Putting a smile (back) on your face
August 28, 2008 · Updated 9:02 AM
What is a smile worth?
The man asking the question has a very pleasant smile himself. He also seems to be the kind of person who smiles a lot. Perhaps not broadly, certainly not a showbiz smile or the smile of a peddler.
What is a smile worth? he asks the audience again, rhetorically.
The audience understands that the man doesnt want the answer to the question because he is controlling a PowerPoint slide show that pictures women and some men with what can only be called horrible smiles gaps, decay, chips and missing teeth predominate.
The man is Dr. Kelly Peterson, a Marysville dentist who is one of 200 dentists in Washington and 8,000 across the country, who donate time and work to a program called Give Back A Smile, part of the National Campaign Against domestic Violence sponsored by the American Academy of Cosmetic Dentistry.
Peterson is reciting a litany of domestic violence statistics like four out of 10 women treated in emergency rooms nationally are there because of a domestic violence related incident and Washington had 51,000 domestic violence calls in 2000, in 2001 6,727 women were in shelters as a result of domestic violence here and in 2000, three women were murdered nationally every day again, related to domestic violence.

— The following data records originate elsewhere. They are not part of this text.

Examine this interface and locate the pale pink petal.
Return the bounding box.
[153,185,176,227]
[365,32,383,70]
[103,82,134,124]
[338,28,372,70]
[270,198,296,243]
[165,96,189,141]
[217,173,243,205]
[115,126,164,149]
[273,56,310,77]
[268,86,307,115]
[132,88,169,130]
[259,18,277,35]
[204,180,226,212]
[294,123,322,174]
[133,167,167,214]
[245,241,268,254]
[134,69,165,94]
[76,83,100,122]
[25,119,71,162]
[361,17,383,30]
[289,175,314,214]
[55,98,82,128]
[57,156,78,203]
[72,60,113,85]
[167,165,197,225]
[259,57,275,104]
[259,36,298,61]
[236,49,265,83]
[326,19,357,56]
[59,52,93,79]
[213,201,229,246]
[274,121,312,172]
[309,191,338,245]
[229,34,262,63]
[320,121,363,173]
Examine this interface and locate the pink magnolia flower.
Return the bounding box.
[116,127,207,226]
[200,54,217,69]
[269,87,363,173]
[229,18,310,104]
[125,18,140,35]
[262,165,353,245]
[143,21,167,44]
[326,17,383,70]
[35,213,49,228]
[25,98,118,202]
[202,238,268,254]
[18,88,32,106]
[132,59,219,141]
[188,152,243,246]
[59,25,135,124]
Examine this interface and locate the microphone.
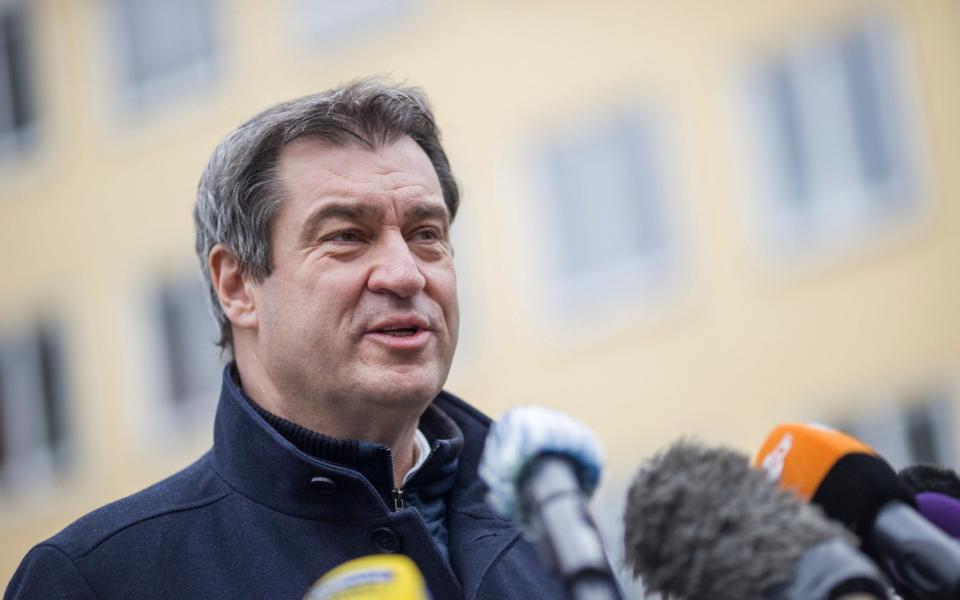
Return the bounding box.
[899,464,960,499]
[479,406,622,600]
[623,441,890,600]
[914,492,960,540]
[303,554,430,600]
[756,424,960,600]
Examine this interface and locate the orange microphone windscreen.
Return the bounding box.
[754,423,876,502]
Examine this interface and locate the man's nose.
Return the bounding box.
[367,232,427,298]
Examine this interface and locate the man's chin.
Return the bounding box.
[354,372,443,408]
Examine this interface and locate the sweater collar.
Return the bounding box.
[213,363,464,519]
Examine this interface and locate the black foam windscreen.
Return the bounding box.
[900,464,960,500]
[811,454,916,539]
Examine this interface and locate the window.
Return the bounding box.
[293,0,424,44]
[154,277,221,418]
[111,0,216,108]
[541,113,672,312]
[0,323,69,487]
[0,2,36,155]
[750,15,918,251]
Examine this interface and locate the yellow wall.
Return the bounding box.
[0,0,960,581]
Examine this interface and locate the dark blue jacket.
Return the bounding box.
[4,376,566,600]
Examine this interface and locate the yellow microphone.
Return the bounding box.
[303,554,430,600]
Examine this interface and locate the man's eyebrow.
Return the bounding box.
[300,202,383,244]
[405,202,450,225]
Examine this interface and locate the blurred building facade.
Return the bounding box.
[0,0,960,582]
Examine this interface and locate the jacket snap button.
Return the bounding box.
[370,527,400,554]
[310,477,337,494]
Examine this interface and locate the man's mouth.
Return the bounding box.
[376,327,420,337]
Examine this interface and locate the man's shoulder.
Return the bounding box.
[41,453,231,559]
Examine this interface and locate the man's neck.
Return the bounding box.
[231,358,422,487]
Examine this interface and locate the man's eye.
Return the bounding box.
[327,231,361,243]
[413,227,442,242]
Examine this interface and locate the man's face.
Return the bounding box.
[253,137,459,408]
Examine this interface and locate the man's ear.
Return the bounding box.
[207,244,257,329]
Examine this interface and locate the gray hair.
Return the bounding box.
[193,78,460,357]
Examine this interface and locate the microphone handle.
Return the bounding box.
[869,500,960,600]
[520,454,623,600]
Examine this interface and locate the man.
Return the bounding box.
[6,80,564,600]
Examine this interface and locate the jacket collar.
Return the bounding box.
[213,363,464,520]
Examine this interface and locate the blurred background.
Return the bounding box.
[0,0,960,593]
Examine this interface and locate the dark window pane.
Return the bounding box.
[839,29,894,185]
[0,5,36,142]
[906,403,941,464]
[37,326,67,460]
[762,63,811,207]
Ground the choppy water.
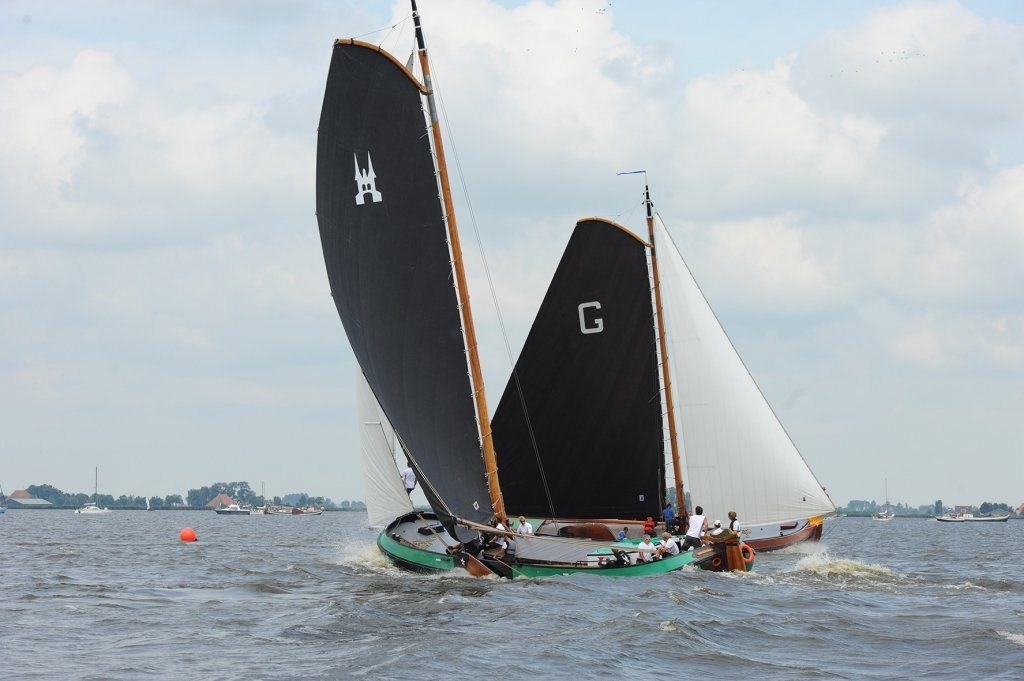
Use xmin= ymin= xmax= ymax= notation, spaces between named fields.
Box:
xmin=0 ymin=510 xmax=1024 ymax=679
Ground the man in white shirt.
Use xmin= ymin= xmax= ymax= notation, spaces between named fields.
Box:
xmin=483 ymin=515 xmax=509 ymax=558
xmin=637 ymin=535 xmax=656 ymax=563
xmin=654 ymin=533 xmax=679 ymax=558
xmin=683 ymin=506 xmax=708 ymax=551
xmin=401 ymin=461 xmax=416 ymax=496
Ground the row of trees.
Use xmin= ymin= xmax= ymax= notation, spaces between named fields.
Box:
xmin=19 ymin=484 xmax=182 ymax=508
xmin=186 ymin=480 xmax=358 ymax=510
xmin=840 ymin=499 xmax=1014 ymax=515
xmin=0 ymin=481 xmax=367 ymax=511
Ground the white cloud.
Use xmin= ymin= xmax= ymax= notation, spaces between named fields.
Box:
xmin=889 ymin=311 xmax=1024 ymax=372
xmin=0 ymin=49 xmax=135 ymax=230
xmin=795 ymin=2 xmax=1024 ymax=124
xmin=674 ymin=59 xmax=886 ymax=214
xmin=703 ymin=215 xmax=848 ymax=312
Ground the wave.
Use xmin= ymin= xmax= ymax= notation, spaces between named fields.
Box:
xmin=776 ymin=552 xmax=907 ymax=589
xmin=995 ymin=631 xmax=1024 ymax=645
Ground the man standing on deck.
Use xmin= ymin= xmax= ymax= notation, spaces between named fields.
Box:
xmin=401 ymin=461 xmax=416 ymax=497
xmin=654 ymin=533 xmax=679 ymax=558
xmin=637 ymin=533 xmax=655 ymax=563
xmin=662 ymin=502 xmax=676 ymax=533
xmin=683 ymin=506 xmax=708 ymax=551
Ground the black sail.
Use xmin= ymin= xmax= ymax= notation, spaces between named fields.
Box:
xmin=492 ymin=219 xmax=665 ymax=518
xmin=316 ymin=41 xmax=490 ymax=526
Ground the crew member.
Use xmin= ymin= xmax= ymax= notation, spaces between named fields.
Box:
xmin=683 ymin=506 xmax=708 ymax=551
xmin=654 ymin=533 xmax=679 ymax=558
xmin=637 ymin=533 xmax=656 ymax=563
xmin=483 ymin=515 xmax=509 ymax=558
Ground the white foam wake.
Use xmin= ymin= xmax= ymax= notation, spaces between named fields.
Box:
xmin=995 ymin=631 xmax=1024 ymax=645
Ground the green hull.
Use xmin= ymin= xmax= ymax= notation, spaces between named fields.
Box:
xmin=377 ymin=522 xmax=712 ymax=579
xmin=377 ymin=529 xmax=455 ymax=572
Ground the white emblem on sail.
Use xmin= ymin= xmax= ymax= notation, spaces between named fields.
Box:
xmin=352 ymin=152 xmax=381 ymax=206
xmin=579 ymin=300 xmax=604 ymax=334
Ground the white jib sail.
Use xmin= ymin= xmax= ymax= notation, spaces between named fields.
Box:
xmin=355 ymin=367 xmax=413 ymax=527
xmin=654 ymin=215 xmax=836 ymax=526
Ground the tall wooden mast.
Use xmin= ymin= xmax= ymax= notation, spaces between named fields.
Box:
xmin=412 ymin=0 xmax=505 ymax=521
xmin=643 ymin=183 xmax=686 ymax=513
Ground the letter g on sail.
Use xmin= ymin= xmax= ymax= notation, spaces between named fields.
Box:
xmin=579 ymin=300 xmax=604 ymax=334
xmin=352 ymin=152 xmax=382 ymax=206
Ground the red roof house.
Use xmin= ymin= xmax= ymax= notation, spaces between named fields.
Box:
xmin=206 ymin=492 xmax=234 ymax=508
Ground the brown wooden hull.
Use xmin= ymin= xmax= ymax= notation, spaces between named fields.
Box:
xmin=743 ymin=522 xmax=824 ymax=551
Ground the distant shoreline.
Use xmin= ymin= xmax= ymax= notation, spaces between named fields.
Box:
xmin=0 ymin=506 xmax=367 ymax=515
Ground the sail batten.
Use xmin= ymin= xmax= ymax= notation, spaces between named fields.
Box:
xmin=654 ymin=214 xmax=836 ymax=526
xmin=316 ymin=41 xmax=490 ymax=527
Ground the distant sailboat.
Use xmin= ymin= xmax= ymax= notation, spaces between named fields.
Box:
xmin=871 ymin=479 xmax=896 ymax=520
xmin=75 ymin=466 xmax=111 ymax=515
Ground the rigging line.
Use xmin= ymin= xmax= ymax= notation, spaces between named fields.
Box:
xmin=431 ymin=59 xmax=558 ymax=527
xmin=378 ymin=14 xmax=412 ymax=53
xmin=611 ymin=196 xmax=644 ymax=222
xmin=352 ymin=14 xmax=412 ymax=40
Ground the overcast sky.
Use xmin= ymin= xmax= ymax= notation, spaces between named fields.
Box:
xmin=0 ymin=0 xmax=1024 ymax=505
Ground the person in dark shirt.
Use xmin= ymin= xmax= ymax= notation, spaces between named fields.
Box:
xmin=662 ymin=502 xmax=676 ymax=531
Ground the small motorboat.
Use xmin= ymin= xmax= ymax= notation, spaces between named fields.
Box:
xmin=75 ymin=502 xmax=111 ymax=515
xmin=935 ymin=513 xmax=1010 ymax=522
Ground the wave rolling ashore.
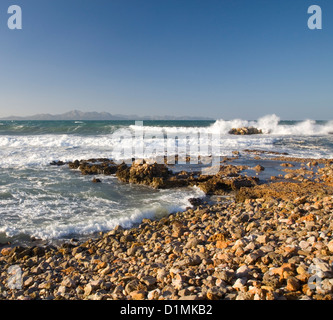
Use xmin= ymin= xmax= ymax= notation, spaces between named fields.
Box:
xmin=0 ymin=150 xmax=333 ymax=300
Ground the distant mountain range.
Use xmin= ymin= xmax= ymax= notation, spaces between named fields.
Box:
xmin=1 ymin=110 xmax=213 ymax=120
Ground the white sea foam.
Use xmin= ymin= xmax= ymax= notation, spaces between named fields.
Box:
xmin=0 ymin=115 xmax=333 ymax=168
xmin=0 ymin=185 xmax=204 ymax=240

Of 588,490 women assaulted, more than half were pregnant, Peterson tells the sober audience, consisting mostly of men. And by the way, he adds, not all domestic violence victims are women. But women sustain much more damage from the beatings they receive and that damage often means a pleasant smile is a thing of the past.
Peterson is talking specifically about the physical damage sustained, which he helps heal, but there is also emotional damage. Fixing the physical damage helps to fix the emotional damage, he said. Restore a smile, restore a life.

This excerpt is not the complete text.